Cheers and good hunts


----------



## Tentacle Toast (Jan 17, 2013)

Looks tasty  Nice shooting, friend!


----------



## Charles (Aug 26, 2010)

Both good shots! At 30 meters, I would not even shoot!!!

Cheers .... Charles


----------



## slingshooterPT (Feb 22, 2014)

Thanks guys! I also wouldn´t normaly shot at 30m but I´m using fast bands and relatevly heavy ammo, and the doves are not realy big so I know that if I can put a shot into the breast area I will drop her!


----------



## Mr-W (Jun 17, 2015)

99 feet.... Thats a looooooong shot to take.
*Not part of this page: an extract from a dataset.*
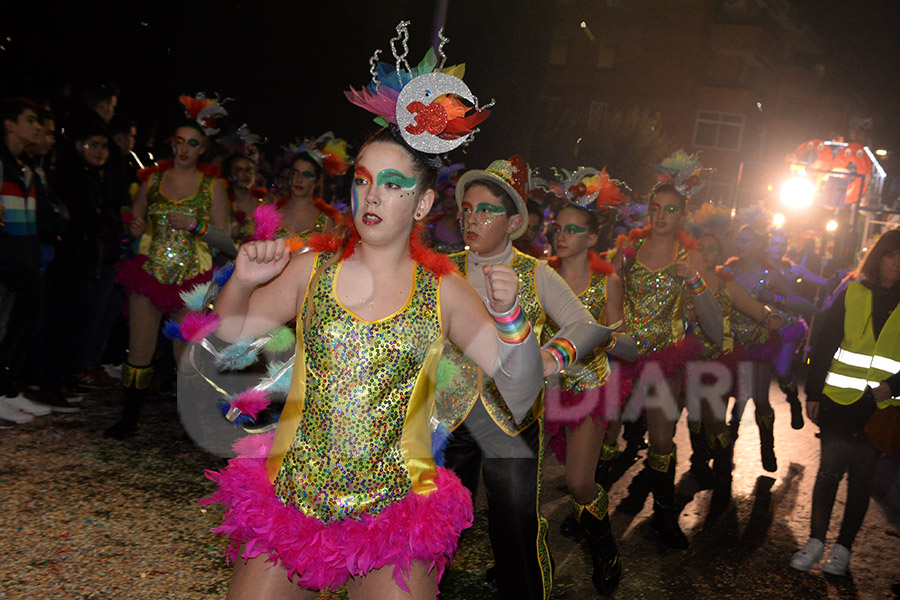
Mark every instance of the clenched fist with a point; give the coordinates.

Nice shooting brother

Draw steady - shoot straight


----------



## Mr-W (Jun 17, 2015)

I'm with Charles though, 15m and id probably not waste time

Draw steady - shoot straight


----------



## slingshooterPT (Feb 22, 2014)

Thanks allot Mr-W!!


----------



## wll (Oct 4, 2014)

Mr-W said:


> 99 feet.... Thats a looooooong shot to take. Nice shooting brother
> Draw steady - shoot straight


Where I live 30 yds is the close norm, a 20 yard shot is close, that is a shot you must make !

wll


----------



## Phoul Mouth (Jan 6, 2015)

A 30m kill, very impressive. Some good eating there too.


----------